Snaps autoclean + disable cache+seeds for Juju CI/CD

Dear Snap Team,

Can you please share the link to snapd disk usage optimisations/internals?

Problem 1: Users laptop (my) allocates noticeable amount for snap files (without ability to clean?).

Problem 2: Canonical self-hosted runners reserves noticeable amount of free space for snaps cache/seeds.


Problem 1 details. The findings on my laptop:

> du -sh /var/lib/snapd/snaps /var/lib/snapd/seed/snaps/
13G	/var/lib/snapd/snaps
2.7G	/var/lib/snapd/cache/
834M	/var/lib/snapd/seed/snaps/

Note: firefox_*.snap exist 11 times!

10:36:33 âś” taurus:~$ ls -lah /var/lib/snapd/snaps/firefox*
-rw-------  1 root root 255598592 May 15 02:12 firefox_2666.snap
-rw-------  1 root root 256364544 May 22 01:41 firefox_2696.snap
-rw-------  1 root root 255090688 May 25 08:01 firefox_2713.snap
-rw-------  1 root root 252964864 Jul  5 16:59 firefox_2865.snap
-rw-------  1 root root 248451072 Jul 18 20:52 firefox_2934.snap
-rw-------  1 root root 249819136 Aug  3 08:55 firefox_2967.snap
-rw-------  2 root root 248729600 Aug 14 11:26 firefox_2987.snap
-rw-------  2 root root 249700352 Aug 10 10:16 firefox_3001.snap
-rw-------  1 root root 249679872 Aug 14 09:00 firefox_3016.snap
-rw-------  1 root root 249290752 Aug 17 09:04 firefox_3027.snap
-rw-------  1 root root 249290752 Aug 21 20:54 firefox_3039.snap

I cannot find any snap clean (like an apt clean) to force local cleanup (if I urgently need 15G locally).
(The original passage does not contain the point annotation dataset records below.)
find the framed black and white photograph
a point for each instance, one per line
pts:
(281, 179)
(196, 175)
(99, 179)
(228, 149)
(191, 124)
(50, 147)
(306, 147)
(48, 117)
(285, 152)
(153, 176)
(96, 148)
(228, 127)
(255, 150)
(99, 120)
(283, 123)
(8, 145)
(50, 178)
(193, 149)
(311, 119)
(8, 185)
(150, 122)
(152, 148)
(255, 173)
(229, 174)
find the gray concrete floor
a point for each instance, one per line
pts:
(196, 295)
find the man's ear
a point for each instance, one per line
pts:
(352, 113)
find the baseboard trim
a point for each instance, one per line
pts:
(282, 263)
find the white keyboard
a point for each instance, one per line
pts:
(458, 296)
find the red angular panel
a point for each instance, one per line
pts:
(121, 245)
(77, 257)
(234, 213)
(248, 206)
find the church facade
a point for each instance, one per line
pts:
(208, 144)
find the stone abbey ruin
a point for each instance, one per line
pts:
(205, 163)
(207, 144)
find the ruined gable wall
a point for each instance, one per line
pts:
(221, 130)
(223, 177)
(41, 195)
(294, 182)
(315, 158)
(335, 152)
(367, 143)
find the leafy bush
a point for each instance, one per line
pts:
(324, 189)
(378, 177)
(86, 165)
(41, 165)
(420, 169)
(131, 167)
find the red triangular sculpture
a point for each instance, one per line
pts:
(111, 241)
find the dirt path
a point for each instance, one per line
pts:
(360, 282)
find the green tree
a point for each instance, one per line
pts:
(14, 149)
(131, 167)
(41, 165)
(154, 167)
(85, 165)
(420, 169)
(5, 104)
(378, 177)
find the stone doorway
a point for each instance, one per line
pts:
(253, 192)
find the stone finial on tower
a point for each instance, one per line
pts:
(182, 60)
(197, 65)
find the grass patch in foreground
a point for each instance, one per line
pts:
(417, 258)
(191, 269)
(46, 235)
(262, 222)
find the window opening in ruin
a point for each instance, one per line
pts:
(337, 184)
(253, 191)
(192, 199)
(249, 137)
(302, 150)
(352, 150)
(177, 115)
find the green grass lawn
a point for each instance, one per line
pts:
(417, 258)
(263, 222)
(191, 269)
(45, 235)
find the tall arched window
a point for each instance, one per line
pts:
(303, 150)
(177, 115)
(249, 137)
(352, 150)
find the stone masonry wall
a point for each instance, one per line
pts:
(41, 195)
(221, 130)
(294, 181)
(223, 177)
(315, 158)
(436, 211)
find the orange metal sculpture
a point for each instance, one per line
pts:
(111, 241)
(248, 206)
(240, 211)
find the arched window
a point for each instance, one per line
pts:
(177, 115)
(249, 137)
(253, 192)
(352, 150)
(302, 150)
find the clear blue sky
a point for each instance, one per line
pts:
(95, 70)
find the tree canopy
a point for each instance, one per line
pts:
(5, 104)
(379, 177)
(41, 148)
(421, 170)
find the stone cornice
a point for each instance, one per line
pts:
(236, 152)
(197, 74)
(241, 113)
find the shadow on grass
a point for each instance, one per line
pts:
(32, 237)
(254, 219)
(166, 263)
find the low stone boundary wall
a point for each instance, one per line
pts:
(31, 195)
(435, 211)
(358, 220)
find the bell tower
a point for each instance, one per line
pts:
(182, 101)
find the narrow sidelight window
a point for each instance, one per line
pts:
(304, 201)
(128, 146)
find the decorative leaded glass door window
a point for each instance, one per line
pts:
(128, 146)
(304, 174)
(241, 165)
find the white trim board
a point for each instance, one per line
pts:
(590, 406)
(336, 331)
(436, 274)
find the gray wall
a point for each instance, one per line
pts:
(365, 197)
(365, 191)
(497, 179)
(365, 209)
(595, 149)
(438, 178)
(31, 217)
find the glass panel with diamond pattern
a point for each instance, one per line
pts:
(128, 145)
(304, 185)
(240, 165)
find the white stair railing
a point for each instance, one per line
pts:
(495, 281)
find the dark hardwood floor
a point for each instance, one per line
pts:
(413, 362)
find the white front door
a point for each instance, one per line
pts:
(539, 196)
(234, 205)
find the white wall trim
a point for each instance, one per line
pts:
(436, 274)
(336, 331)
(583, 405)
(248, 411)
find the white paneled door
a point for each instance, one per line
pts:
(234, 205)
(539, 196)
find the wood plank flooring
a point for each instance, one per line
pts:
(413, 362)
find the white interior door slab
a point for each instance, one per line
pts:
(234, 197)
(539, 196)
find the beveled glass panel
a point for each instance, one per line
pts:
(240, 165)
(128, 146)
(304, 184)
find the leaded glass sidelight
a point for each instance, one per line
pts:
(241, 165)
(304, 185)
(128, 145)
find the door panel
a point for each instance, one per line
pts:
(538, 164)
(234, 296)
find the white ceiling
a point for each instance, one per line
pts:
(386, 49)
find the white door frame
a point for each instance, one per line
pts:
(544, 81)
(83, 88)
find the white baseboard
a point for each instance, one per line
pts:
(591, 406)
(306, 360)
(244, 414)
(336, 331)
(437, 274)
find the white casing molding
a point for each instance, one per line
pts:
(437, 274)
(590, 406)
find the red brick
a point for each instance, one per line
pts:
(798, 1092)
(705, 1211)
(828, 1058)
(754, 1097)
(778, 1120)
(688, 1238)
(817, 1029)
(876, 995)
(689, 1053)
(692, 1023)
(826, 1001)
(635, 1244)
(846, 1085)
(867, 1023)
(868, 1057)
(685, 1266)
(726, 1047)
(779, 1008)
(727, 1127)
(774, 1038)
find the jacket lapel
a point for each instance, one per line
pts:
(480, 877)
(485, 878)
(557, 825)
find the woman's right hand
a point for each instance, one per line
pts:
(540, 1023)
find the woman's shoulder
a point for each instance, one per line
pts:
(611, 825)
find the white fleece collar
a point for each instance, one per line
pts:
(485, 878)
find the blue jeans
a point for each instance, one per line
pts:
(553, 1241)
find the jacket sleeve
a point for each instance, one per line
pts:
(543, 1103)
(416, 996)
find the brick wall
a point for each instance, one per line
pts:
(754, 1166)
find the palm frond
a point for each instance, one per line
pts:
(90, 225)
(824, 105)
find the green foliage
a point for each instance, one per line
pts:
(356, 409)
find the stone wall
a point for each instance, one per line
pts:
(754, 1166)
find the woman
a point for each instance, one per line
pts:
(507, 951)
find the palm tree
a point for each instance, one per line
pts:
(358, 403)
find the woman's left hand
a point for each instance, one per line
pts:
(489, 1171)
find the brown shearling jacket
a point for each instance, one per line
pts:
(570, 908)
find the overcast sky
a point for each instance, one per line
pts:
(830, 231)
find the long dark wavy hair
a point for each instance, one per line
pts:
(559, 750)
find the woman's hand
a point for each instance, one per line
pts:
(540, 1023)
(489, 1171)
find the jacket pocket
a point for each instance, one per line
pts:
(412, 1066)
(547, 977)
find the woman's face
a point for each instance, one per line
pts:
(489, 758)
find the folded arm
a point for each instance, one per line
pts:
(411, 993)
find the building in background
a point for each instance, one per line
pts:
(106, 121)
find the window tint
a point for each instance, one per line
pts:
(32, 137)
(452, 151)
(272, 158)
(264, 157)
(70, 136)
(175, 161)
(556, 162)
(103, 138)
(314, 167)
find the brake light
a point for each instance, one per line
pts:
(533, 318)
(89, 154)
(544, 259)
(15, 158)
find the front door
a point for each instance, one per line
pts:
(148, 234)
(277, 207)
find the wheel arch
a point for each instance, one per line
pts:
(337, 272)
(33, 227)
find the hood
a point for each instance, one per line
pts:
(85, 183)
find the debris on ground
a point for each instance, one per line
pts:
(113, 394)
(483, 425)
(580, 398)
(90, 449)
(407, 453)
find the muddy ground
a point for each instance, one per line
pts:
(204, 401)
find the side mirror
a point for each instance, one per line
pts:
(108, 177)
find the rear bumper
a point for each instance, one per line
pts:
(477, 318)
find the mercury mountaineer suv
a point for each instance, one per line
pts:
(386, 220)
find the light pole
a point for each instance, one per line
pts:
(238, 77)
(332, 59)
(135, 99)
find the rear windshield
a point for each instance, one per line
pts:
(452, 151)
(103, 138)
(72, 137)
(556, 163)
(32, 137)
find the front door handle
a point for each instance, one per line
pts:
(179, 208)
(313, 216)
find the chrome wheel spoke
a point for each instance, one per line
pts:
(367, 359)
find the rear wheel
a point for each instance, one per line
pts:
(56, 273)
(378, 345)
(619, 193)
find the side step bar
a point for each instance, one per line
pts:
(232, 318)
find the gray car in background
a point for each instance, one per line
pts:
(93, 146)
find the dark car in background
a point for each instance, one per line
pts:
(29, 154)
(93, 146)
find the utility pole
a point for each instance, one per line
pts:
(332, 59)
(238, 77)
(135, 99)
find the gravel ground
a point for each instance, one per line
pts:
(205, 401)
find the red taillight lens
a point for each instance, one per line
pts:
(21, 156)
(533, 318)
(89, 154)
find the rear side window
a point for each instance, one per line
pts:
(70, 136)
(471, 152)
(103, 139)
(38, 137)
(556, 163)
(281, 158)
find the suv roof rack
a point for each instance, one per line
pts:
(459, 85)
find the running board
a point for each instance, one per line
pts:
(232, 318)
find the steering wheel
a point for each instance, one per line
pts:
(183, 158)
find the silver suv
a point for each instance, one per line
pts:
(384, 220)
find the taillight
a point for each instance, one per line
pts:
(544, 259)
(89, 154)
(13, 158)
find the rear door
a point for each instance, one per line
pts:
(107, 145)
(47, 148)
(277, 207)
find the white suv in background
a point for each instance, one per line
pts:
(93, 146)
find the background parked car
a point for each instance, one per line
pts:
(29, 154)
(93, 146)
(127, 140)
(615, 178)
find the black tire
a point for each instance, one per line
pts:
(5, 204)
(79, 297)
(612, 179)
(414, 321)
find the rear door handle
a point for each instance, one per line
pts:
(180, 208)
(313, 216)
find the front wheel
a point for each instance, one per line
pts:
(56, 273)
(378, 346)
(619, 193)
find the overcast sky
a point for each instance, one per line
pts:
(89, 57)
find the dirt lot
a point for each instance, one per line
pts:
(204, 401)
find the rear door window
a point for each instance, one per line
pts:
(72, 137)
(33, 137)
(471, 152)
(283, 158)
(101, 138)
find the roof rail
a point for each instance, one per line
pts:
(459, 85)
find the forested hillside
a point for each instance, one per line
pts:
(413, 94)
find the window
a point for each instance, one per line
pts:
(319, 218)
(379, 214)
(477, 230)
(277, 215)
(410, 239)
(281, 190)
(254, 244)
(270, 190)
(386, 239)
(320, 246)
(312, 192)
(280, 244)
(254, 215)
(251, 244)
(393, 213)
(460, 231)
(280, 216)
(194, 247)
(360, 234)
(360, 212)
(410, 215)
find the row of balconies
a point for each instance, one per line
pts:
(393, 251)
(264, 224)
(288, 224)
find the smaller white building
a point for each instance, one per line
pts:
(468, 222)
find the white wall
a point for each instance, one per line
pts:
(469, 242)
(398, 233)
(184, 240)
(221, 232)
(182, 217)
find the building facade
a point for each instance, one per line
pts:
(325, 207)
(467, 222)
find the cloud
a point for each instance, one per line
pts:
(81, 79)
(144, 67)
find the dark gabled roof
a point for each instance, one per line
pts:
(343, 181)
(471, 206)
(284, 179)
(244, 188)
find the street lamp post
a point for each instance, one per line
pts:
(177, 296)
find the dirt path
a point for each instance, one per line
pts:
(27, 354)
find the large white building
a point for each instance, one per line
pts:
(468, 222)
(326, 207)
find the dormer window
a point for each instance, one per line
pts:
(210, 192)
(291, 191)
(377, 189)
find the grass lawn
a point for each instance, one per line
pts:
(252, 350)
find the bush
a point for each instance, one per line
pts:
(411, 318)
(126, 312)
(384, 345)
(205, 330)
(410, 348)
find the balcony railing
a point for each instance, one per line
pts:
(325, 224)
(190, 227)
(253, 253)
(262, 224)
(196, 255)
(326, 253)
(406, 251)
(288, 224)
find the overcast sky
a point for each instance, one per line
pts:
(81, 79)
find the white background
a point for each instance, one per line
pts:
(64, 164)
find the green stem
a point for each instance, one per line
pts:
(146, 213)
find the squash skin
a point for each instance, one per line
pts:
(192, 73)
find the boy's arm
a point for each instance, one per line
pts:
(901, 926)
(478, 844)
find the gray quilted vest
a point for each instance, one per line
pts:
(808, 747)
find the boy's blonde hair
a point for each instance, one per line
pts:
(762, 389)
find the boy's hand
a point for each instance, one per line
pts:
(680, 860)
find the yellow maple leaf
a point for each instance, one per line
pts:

Proposal 1: add snap clean to remove *.snap files from mentioned above folders, to mimic common apt clean logic. Also consider to execute it periodically to keep 1-2 the latest snap revisions only.


Problem 2: the similar issue we have on Canonical self-hosted runners which we are using for CI/CD in Juju charms.

Each Juju VM requires 2Gb of disk space (partially because we store snap cache+seeds on each Juju VM, including Juju controller). See the initial thread here.

The list of cached snap artifacts after the test: https://pastebin.canonical.com/p/GfNRHs2XPZ/ , please notice there the same snaps on the server and inside each LXD container.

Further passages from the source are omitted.